The disadvantage is that users who perform multiple or overlapping roles or require special access may need some extra planning and adjustment.
Deployment Strategy 2 - Stacked granular permission groups
Another possible strategy for creating permission groups uses stacking of multiple permission groups to build access for each user. This strategy uses the additive property of permission groups, where a user who is a member of multiple groups inherits the greatest access of those groups.

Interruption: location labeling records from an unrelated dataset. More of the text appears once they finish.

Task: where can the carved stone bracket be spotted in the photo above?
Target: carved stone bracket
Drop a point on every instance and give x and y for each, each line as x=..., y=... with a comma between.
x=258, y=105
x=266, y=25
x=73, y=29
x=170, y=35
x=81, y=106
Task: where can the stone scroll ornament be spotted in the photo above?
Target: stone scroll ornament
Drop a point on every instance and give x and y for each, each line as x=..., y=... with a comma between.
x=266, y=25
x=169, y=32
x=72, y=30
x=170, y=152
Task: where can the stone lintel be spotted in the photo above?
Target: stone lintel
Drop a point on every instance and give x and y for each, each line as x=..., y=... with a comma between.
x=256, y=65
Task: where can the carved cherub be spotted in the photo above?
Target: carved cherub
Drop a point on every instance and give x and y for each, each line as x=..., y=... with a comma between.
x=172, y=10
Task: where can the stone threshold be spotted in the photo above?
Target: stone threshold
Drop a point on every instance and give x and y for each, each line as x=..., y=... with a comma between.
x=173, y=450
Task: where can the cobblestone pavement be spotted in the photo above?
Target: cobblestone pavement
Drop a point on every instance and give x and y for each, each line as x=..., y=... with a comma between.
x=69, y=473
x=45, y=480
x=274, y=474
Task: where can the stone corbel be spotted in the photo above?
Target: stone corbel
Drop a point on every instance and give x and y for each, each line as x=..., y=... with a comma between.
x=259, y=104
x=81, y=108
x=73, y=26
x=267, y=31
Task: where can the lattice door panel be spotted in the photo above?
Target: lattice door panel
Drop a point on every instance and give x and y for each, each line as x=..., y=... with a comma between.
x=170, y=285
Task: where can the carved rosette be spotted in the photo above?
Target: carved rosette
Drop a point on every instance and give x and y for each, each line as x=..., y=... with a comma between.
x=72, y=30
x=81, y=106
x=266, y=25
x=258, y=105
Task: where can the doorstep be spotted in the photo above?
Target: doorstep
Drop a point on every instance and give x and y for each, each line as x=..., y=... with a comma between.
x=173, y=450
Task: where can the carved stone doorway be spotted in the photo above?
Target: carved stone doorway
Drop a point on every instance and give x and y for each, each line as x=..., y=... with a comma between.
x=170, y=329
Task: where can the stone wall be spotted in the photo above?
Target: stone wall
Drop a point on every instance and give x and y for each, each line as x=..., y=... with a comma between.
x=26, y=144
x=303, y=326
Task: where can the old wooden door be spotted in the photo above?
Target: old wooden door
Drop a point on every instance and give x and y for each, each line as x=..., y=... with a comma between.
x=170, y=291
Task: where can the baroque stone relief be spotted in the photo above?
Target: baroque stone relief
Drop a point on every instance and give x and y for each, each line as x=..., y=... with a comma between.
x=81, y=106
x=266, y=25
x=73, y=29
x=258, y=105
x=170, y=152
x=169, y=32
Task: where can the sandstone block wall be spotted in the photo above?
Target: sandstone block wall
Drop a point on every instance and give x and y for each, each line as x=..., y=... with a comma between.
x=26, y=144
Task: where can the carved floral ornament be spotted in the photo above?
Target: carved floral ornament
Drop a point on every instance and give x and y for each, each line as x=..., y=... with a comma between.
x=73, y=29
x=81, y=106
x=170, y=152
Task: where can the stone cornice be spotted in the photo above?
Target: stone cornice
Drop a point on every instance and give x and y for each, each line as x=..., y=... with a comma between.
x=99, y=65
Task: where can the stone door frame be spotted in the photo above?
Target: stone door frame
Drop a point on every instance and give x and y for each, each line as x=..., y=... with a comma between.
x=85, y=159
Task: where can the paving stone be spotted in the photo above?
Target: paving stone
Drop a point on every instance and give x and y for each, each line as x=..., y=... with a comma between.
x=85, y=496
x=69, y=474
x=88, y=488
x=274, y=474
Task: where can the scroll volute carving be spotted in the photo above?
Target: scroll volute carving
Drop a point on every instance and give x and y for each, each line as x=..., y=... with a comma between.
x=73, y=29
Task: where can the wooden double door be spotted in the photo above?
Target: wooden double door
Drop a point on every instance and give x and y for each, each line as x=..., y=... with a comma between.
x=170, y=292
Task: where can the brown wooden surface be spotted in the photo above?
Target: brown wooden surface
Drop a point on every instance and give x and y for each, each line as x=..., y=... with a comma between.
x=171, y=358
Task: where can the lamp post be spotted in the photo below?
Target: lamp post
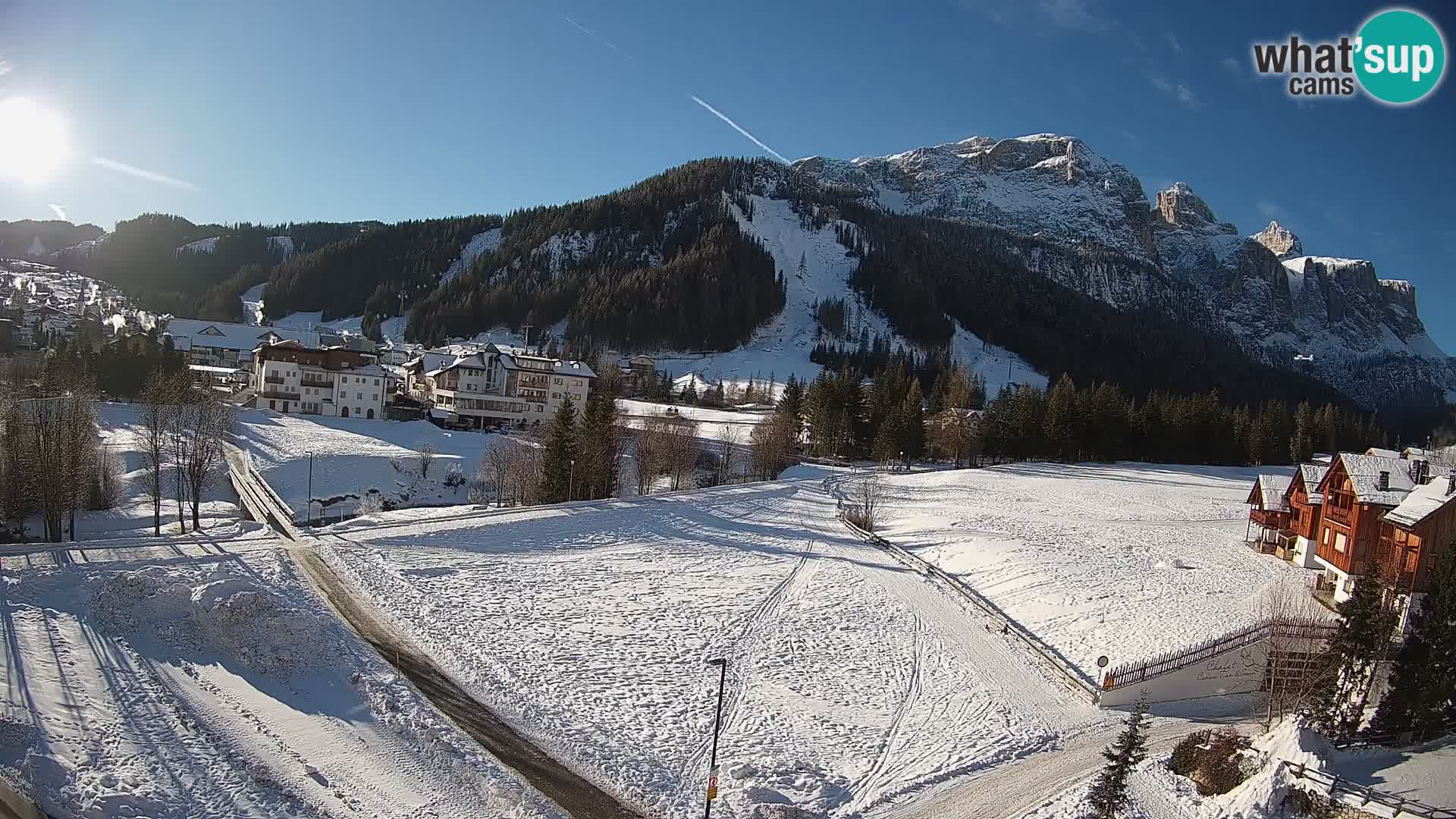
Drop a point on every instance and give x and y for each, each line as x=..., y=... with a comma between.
x=712, y=758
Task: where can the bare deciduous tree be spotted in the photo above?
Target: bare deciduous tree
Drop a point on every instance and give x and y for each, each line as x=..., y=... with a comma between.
x=1296, y=667
x=867, y=494
x=155, y=422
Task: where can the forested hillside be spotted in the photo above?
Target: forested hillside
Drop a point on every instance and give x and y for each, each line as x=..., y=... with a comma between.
x=171, y=265
x=19, y=238
x=661, y=262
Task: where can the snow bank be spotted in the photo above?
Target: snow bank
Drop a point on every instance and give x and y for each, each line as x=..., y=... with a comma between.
x=229, y=614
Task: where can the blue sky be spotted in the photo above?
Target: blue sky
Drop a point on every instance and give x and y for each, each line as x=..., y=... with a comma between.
x=297, y=111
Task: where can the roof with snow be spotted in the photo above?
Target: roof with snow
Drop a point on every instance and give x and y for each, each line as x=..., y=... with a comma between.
x=1423, y=502
x=1365, y=477
x=228, y=335
x=1269, y=493
x=1310, y=475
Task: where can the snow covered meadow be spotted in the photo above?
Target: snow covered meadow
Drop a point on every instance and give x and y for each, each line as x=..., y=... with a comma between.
x=353, y=457
x=1123, y=560
x=852, y=681
x=197, y=682
x=121, y=438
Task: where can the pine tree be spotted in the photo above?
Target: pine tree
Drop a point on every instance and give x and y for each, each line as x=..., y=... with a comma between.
x=561, y=449
x=1423, y=686
x=1109, y=795
x=1302, y=445
x=791, y=401
x=1357, y=646
x=1060, y=423
x=912, y=435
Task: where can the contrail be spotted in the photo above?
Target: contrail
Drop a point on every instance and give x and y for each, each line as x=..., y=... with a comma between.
x=142, y=174
x=588, y=33
x=737, y=127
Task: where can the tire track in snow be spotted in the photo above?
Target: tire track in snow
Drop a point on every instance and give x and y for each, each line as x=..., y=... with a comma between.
x=764, y=617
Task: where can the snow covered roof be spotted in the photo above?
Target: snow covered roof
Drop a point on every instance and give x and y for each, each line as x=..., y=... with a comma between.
x=228, y=335
x=1365, y=477
x=1269, y=490
x=1421, y=503
x=1310, y=475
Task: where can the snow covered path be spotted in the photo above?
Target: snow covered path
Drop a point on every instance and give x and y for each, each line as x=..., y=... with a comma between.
x=172, y=681
x=854, y=682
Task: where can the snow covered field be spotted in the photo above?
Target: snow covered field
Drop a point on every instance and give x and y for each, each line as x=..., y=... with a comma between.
x=852, y=681
x=207, y=686
x=353, y=457
x=1094, y=558
x=131, y=518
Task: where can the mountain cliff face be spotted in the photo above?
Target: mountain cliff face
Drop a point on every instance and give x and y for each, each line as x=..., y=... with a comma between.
x=1365, y=333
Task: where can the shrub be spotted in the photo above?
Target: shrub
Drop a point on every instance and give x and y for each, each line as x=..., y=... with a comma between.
x=1212, y=760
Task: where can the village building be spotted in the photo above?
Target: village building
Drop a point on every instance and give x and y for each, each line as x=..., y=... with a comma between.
x=1305, y=506
x=1357, y=491
x=500, y=387
x=1269, y=512
x=331, y=381
x=1411, y=538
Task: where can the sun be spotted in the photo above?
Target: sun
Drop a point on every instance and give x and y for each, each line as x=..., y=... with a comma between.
x=34, y=142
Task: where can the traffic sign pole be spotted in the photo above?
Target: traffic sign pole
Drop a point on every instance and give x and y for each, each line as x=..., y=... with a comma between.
x=712, y=760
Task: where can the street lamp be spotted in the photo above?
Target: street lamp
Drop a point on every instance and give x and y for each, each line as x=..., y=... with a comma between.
x=310, y=487
x=712, y=760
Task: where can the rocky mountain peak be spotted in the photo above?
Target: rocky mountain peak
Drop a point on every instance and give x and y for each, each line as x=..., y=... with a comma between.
x=1280, y=241
x=1185, y=210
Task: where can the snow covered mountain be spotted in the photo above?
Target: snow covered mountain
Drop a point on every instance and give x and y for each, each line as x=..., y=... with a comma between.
x=1365, y=333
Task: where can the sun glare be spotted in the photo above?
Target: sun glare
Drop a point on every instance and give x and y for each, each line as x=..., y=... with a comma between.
x=34, y=142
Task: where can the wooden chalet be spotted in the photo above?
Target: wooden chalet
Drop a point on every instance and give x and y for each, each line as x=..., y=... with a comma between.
x=1414, y=532
x=1357, y=491
x=1305, y=506
x=1269, y=512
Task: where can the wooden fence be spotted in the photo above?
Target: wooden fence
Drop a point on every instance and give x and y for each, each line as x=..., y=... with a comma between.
x=1335, y=787
x=1133, y=673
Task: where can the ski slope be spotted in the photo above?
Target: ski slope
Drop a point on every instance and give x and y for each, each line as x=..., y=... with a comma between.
x=783, y=344
x=184, y=682
x=1095, y=558
x=854, y=682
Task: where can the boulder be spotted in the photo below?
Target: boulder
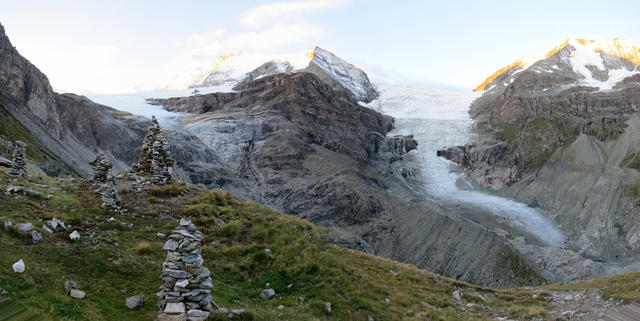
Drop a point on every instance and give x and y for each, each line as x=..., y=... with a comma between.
x=25, y=228
x=267, y=294
x=70, y=285
x=74, y=236
x=36, y=236
x=77, y=294
x=19, y=267
x=134, y=302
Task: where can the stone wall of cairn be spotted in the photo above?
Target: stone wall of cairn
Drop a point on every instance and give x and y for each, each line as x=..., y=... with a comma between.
x=185, y=293
x=154, y=163
x=101, y=168
x=107, y=187
x=19, y=165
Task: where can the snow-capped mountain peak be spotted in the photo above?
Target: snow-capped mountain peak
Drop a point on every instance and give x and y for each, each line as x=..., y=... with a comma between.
x=592, y=63
x=239, y=67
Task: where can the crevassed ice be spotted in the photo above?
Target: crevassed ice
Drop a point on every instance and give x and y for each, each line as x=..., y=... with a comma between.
x=439, y=119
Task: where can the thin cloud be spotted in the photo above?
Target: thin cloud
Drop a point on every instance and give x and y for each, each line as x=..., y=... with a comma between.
x=204, y=49
x=276, y=11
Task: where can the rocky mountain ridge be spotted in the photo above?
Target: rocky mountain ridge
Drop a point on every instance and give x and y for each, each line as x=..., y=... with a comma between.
x=293, y=142
x=238, y=68
x=560, y=135
x=69, y=126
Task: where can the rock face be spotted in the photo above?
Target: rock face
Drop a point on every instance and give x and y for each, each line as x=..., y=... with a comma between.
x=71, y=129
x=294, y=143
x=340, y=74
x=562, y=134
x=18, y=167
x=238, y=69
x=297, y=129
x=186, y=283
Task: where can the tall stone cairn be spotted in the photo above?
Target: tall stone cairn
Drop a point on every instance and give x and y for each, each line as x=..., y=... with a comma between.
x=107, y=187
x=185, y=293
x=101, y=167
x=19, y=165
x=154, y=162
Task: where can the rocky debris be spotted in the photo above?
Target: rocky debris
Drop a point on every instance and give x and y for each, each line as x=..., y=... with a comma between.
x=56, y=225
x=134, y=302
x=19, y=266
x=154, y=163
x=585, y=305
x=101, y=168
x=267, y=294
x=74, y=236
x=25, y=228
x=70, y=285
x=19, y=165
x=186, y=288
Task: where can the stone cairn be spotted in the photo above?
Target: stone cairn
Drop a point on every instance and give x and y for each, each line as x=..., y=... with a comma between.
x=185, y=293
x=19, y=165
x=154, y=163
x=101, y=168
x=107, y=187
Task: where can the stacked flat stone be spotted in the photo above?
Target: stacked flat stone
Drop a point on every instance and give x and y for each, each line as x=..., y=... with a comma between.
x=185, y=293
x=19, y=165
x=101, y=168
x=107, y=187
x=161, y=163
x=109, y=192
x=154, y=162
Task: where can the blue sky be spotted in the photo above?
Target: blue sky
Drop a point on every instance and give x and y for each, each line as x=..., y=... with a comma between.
x=119, y=46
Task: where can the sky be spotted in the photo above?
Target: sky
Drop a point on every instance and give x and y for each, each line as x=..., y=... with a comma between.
x=132, y=45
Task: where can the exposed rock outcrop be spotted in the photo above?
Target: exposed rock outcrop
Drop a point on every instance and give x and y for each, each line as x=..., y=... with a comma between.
x=564, y=138
x=298, y=145
x=71, y=129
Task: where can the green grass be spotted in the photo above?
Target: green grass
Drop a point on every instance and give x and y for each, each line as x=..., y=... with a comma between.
x=126, y=254
x=173, y=189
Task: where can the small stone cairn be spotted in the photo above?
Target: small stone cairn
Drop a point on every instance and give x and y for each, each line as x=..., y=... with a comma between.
x=101, y=167
x=185, y=293
x=107, y=187
x=154, y=163
x=19, y=164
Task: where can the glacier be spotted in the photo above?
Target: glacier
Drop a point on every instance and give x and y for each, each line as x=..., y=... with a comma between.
x=438, y=119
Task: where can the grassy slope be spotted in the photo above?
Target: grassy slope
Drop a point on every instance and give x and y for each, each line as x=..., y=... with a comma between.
x=127, y=255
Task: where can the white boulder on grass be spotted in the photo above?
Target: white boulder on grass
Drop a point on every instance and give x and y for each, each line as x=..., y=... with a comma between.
x=19, y=267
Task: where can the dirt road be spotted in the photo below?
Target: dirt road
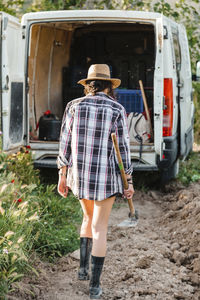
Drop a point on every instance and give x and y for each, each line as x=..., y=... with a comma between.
x=158, y=259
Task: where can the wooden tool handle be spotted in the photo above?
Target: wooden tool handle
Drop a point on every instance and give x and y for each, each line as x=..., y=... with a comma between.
x=145, y=105
x=120, y=162
x=123, y=175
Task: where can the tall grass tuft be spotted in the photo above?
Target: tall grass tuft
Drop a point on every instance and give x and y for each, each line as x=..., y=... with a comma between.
x=33, y=218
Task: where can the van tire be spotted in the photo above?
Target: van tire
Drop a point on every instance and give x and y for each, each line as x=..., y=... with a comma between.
x=171, y=173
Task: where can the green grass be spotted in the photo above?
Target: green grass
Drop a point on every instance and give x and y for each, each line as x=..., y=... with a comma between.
x=33, y=219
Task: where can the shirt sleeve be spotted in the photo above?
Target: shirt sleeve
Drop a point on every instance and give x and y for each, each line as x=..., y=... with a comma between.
x=122, y=134
x=64, y=157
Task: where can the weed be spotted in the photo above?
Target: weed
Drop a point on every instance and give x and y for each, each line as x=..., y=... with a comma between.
x=33, y=218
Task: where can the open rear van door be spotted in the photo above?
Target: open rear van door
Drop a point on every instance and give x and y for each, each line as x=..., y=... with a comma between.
x=158, y=90
x=12, y=82
x=186, y=106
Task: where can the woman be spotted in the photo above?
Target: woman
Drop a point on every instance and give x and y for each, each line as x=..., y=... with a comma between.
x=88, y=164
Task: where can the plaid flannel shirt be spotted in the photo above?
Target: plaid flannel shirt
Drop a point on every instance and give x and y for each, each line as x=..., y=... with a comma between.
x=86, y=146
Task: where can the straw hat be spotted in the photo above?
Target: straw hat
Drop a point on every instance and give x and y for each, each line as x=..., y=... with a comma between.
x=100, y=72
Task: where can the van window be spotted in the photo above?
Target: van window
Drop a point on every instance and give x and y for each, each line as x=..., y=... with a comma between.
x=177, y=51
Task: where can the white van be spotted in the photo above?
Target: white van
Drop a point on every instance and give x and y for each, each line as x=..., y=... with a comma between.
x=43, y=58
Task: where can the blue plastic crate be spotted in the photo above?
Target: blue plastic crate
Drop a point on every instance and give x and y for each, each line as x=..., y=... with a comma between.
x=131, y=100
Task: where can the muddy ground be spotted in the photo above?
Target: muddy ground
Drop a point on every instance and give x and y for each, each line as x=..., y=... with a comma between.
x=157, y=259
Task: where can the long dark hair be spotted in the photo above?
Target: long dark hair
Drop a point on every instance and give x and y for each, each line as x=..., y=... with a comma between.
x=95, y=86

This allows you to manage your users through multiple layers of resource access groups instead of job role or workgroup based groups.
- Assign admin roles to the users that will help you with the migration and testing process.
- Create 4 permission groups: Publish to Dev/Custom, Publish to QA, Publish to Prod, and Publish Server Side.
- Assign users to these groups as necessary based on their rights to publish.
- Create permission groups that bundle access to product features as needed for various roles in your organization (Development, QA, Data Manager, Account Manager, etc.)
- Add users to the appropriate permissions groups.
- Create additional permission groups with:
- Read, Edit, and Delete rights on each profile as necessary
- Read, Edit, and Delete rights on each feature as necessary.
- Add users to the appropriate permissions groups.
- Set PII permissions for each of your users.
- Warn your users that you will be testing the new permissions system and ask for feedback.
- Set the Permissions Enforcement toggles to ON.
- Gather feedback from your users, and implement any changes in permissions that are necessary.
- If there are too many issues to deal with quickly, set the Permissions Enforcement toggle to OFF so you can revise your plans, permission groups, and admin roles before running another test.
The advantage of this method is that you are organizing groups by a resource’s permission levels, and you can add or remove users from groups as their needs change.
The disadvantage is that you need to manage many more groups when a new user joins your organization or when a user changes job responsibilities or leaves.